O Golden Temple tem uma arquitetura única e bela. Ele erguer-se das águas diáfanas de seu Sarovar, e suas paredes superiores, decoradas com placas de ouro, recebem ao alto o Dome – a abóboda em forma de Flor de Lótus – que reflete os raios do Sol e os espalha para o Infinito. O Sarovar é cercado pelo Parikarma, uma ampla e bela promanade em mármore decorada com pedras preciosas, por onde todos que ali chegam caminham em sentido horário. Circular ao redor do Sarovar em estado contemplativo antes de atravessar a ponte para o Templo é tido como uma forma de profunda limpeza e renovação. O Shabd Guru entoado de dentro do Templo ecoa através dos autofalantes pela promanade, e as águas límpidas ampliam sua frequência, fazendo com que as pessoas recebam os benefícios do Naad, o som primordial.

 

Guru Arjan planejou o Golden Temple com o recurso de uma arquitetura sagrada. Não apenas a flor de lótus ao topo, onde subentende-se ser o décimo portal, mas todos os chakras estão precisamente estruturados da base do templo até sua parte superior, onde os minaretes embelezam e garantem o fluxo da energia da Terra em direção ao céu.
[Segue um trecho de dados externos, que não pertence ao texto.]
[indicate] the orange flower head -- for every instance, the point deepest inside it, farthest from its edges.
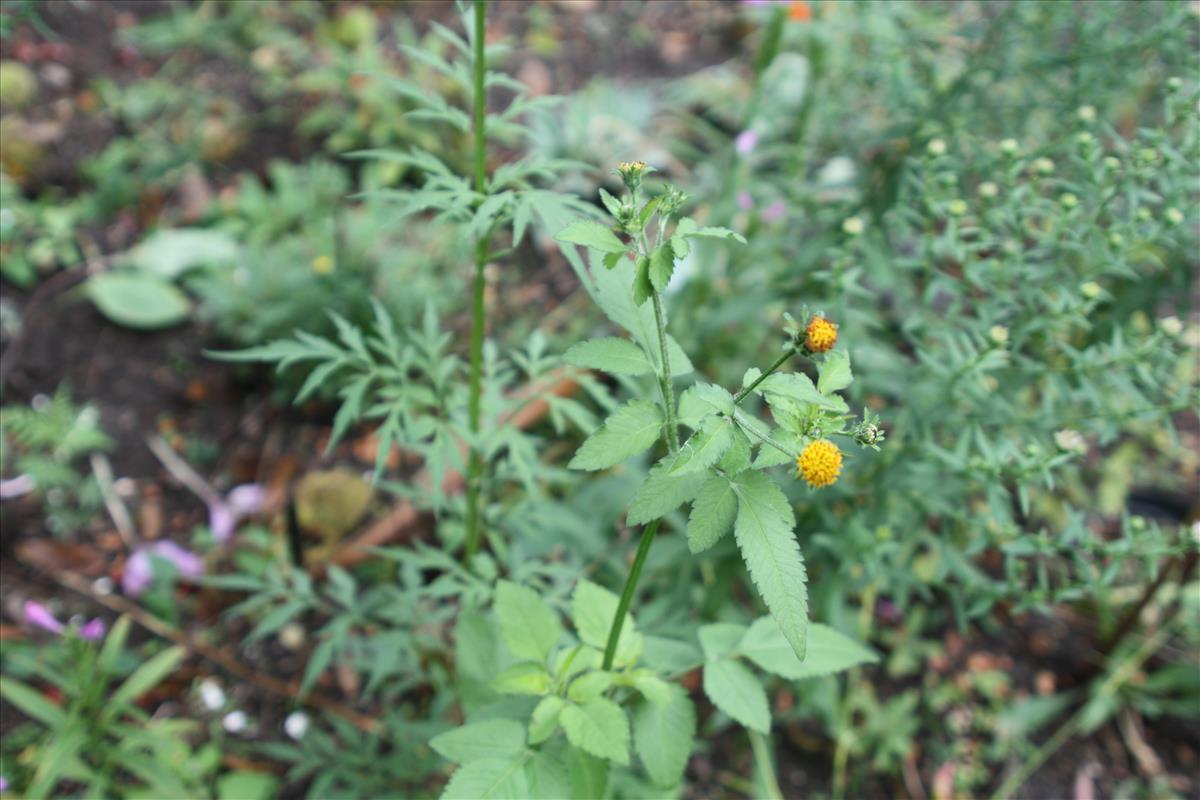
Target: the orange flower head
(820, 463)
(822, 335)
(799, 11)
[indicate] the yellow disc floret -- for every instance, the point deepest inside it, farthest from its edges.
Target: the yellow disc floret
(820, 463)
(822, 335)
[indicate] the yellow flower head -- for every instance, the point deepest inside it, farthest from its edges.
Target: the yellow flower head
(822, 335)
(820, 463)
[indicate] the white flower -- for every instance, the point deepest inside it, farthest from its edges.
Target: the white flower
(211, 695)
(1071, 440)
(297, 725)
(235, 721)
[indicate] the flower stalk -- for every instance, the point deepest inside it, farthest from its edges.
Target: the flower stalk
(475, 459)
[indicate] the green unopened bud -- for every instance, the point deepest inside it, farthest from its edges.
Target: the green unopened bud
(631, 173)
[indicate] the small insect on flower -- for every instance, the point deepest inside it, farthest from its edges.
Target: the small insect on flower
(822, 335)
(820, 463)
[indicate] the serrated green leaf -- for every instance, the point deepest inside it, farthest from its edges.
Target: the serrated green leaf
(502, 739)
(528, 625)
(610, 354)
(547, 777)
(499, 779)
(594, 684)
(835, 373)
(663, 493)
(712, 513)
(715, 396)
(592, 234)
(664, 735)
(828, 651)
(661, 266)
(523, 678)
(735, 690)
(630, 429)
(31, 703)
(587, 774)
(593, 609)
(763, 530)
(719, 639)
(598, 727)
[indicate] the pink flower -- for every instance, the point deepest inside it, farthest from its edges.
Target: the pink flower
(747, 142)
(139, 569)
(39, 615)
(775, 211)
(241, 501)
(94, 630)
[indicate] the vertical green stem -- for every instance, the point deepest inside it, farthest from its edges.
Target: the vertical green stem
(475, 461)
(672, 438)
(766, 767)
(665, 376)
(627, 594)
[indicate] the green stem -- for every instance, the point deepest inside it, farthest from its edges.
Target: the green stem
(652, 529)
(475, 462)
(1072, 726)
(627, 594)
(779, 362)
(766, 768)
(665, 376)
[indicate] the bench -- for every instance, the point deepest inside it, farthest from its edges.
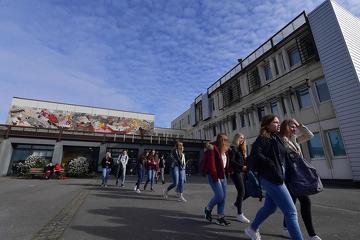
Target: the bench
(36, 172)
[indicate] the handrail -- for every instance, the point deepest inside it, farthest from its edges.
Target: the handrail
(62, 133)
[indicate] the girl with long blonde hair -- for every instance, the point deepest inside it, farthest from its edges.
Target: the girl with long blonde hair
(237, 155)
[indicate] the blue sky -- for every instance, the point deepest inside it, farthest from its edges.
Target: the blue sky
(150, 56)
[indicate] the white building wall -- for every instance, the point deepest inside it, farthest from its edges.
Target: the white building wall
(337, 37)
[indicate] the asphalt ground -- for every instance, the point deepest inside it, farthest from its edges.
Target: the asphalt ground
(81, 209)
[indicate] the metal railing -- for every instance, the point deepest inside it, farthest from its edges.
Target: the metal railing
(7, 131)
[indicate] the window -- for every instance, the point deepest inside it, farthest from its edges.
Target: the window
(22, 151)
(276, 67)
(315, 147)
(274, 108)
(233, 121)
(303, 97)
(253, 80)
(282, 62)
(322, 90)
(294, 56)
(242, 118)
(336, 142)
(261, 112)
(267, 71)
(283, 104)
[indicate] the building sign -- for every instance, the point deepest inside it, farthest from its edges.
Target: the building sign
(47, 118)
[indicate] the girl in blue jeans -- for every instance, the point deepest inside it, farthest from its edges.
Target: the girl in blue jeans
(178, 166)
(216, 166)
(268, 158)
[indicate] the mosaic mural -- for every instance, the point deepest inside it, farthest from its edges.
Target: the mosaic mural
(46, 118)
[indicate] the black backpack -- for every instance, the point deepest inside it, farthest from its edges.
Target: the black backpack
(301, 177)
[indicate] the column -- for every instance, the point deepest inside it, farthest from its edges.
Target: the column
(6, 151)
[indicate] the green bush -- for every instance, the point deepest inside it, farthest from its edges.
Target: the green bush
(78, 167)
(32, 161)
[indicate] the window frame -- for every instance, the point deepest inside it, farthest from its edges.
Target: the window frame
(330, 142)
(298, 97)
(317, 90)
(322, 146)
(291, 60)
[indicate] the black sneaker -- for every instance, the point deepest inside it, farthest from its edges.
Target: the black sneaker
(208, 214)
(222, 222)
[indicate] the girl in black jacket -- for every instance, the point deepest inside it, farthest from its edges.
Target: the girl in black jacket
(268, 156)
(237, 155)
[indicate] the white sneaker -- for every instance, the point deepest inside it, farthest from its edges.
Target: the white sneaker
(316, 237)
(165, 196)
(286, 233)
(252, 234)
(182, 199)
(242, 218)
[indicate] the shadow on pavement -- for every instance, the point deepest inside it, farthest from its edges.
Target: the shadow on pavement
(145, 223)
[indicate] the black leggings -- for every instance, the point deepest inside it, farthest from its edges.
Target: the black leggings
(305, 209)
(238, 181)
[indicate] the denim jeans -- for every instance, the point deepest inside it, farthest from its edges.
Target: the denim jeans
(219, 189)
(178, 177)
(140, 175)
(105, 175)
(123, 174)
(151, 176)
(278, 196)
(162, 175)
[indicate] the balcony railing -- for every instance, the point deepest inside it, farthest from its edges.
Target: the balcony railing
(7, 131)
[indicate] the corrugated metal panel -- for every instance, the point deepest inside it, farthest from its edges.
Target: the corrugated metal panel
(337, 44)
(205, 106)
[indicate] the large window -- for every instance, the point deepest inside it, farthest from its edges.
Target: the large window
(242, 118)
(274, 108)
(303, 97)
(276, 67)
(294, 56)
(315, 147)
(322, 90)
(23, 151)
(261, 112)
(336, 142)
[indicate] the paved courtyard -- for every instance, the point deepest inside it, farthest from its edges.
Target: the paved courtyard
(80, 209)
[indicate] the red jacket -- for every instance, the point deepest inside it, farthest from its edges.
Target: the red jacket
(213, 163)
(150, 163)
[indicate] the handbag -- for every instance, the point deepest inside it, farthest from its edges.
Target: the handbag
(252, 186)
(302, 178)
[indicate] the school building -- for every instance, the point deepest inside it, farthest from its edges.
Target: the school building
(308, 70)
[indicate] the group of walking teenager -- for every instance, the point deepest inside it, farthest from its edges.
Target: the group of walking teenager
(270, 159)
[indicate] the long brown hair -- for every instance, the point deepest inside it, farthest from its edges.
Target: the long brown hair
(265, 122)
(242, 146)
(223, 142)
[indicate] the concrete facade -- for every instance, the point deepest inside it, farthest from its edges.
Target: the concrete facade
(295, 74)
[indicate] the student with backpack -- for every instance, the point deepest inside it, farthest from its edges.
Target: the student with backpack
(292, 143)
(268, 156)
(237, 153)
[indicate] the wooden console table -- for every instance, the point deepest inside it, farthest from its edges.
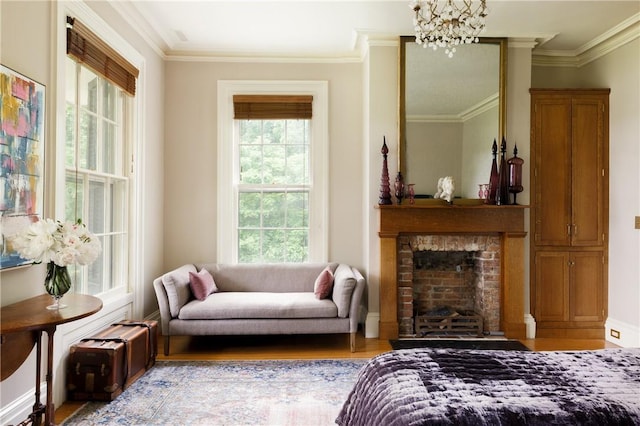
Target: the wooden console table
(22, 326)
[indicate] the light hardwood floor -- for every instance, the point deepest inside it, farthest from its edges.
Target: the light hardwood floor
(244, 348)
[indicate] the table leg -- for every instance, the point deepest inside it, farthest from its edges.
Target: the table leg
(38, 408)
(49, 414)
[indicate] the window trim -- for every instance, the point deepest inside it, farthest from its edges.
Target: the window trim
(134, 289)
(228, 155)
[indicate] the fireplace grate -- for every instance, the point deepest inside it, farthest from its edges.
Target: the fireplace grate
(456, 323)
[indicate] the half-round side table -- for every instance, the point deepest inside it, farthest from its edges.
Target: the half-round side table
(22, 325)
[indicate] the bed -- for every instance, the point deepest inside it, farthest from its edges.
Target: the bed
(475, 387)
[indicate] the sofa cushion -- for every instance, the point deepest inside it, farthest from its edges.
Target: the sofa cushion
(255, 305)
(277, 278)
(324, 284)
(343, 284)
(202, 284)
(176, 284)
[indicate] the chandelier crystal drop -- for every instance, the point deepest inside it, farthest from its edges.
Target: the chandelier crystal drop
(456, 23)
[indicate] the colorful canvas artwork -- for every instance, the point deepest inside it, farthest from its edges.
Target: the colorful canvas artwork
(22, 109)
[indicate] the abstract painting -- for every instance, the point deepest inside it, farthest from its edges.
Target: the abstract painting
(22, 120)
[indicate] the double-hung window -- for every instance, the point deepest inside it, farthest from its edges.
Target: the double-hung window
(274, 150)
(97, 152)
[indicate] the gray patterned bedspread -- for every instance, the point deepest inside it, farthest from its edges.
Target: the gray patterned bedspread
(473, 387)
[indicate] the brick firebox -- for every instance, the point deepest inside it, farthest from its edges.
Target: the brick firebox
(442, 288)
(505, 222)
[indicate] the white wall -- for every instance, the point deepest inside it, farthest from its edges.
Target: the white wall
(618, 70)
(28, 45)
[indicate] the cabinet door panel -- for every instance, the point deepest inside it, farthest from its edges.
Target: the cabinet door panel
(587, 172)
(586, 286)
(552, 286)
(552, 171)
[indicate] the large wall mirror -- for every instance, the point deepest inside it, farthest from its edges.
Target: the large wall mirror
(451, 110)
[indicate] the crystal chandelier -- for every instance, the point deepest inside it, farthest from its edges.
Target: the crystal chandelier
(456, 23)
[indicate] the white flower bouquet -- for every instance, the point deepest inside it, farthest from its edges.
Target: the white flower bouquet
(63, 243)
(59, 244)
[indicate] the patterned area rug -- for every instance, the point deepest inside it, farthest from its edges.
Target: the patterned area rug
(230, 393)
(481, 344)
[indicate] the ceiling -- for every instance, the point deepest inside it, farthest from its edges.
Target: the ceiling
(334, 29)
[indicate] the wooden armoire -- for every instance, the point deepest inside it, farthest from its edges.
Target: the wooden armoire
(569, 214)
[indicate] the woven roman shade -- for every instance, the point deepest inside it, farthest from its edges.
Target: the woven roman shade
(271, 107)
(88, 49)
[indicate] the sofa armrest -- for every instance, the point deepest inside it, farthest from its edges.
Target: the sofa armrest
(163, 305)
(357, 300)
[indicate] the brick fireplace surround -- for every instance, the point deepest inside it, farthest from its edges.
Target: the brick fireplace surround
(459, 224)
(449, 289)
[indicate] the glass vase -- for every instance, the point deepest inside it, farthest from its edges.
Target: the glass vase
(57, 283)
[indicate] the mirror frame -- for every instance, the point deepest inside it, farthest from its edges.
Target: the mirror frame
(402, 116)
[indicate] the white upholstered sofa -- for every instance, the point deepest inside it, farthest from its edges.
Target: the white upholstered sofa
(260, 299)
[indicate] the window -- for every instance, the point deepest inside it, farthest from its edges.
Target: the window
(97, 150)
(273, 190)
(272, 172)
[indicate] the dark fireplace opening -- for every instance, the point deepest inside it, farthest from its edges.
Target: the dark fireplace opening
(448, 284)
(444, 293)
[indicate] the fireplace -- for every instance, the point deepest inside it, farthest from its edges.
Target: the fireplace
(502, 226)
(448, 284)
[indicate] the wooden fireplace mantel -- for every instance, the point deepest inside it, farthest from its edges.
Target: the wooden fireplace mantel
(441, 218)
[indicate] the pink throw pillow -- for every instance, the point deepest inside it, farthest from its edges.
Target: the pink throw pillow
(202, 284)
(324, 284)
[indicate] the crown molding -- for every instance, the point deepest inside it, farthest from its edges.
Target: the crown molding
(141, 26)
(616, 37)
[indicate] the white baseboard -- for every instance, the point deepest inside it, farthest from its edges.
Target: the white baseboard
(622, 334)
(530, 324)
(19, 409)
(371, 328)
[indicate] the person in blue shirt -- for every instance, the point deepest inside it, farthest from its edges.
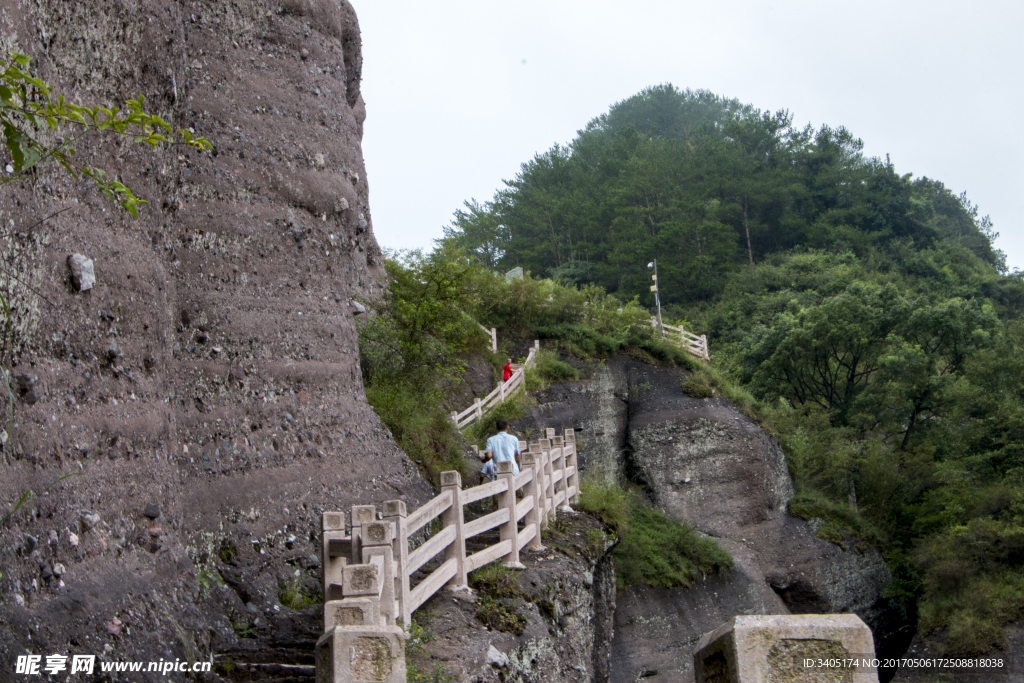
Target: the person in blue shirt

O templo foi desenhado para servir a todos, independente de limites religiosos, de classe, casta ou gênero, e por isso ele fez questão de ter quatro portais de entrada garantindo acesso a todos, de onde quer que venham.

 

Na época de sua construção, um famoso santo Sufi muçulmano chamado Hazrat Mian Mir foi convidado pelo Guru para assentar a pedra fundamental e dar início às obras, afiançando desde modo, desde seu nascimento, o compromisso à causa da paz, da diversidade e da irmandade entre todos.

 

O Golden Temple tem sido desde então o santuário vivo que ensina a todos superar as diferenças em paz e projetar e reconhecer o divino em tudo e todos.

 

Wahe Guru.

 

Belo Horizonte, 1º de Agosto de 2014.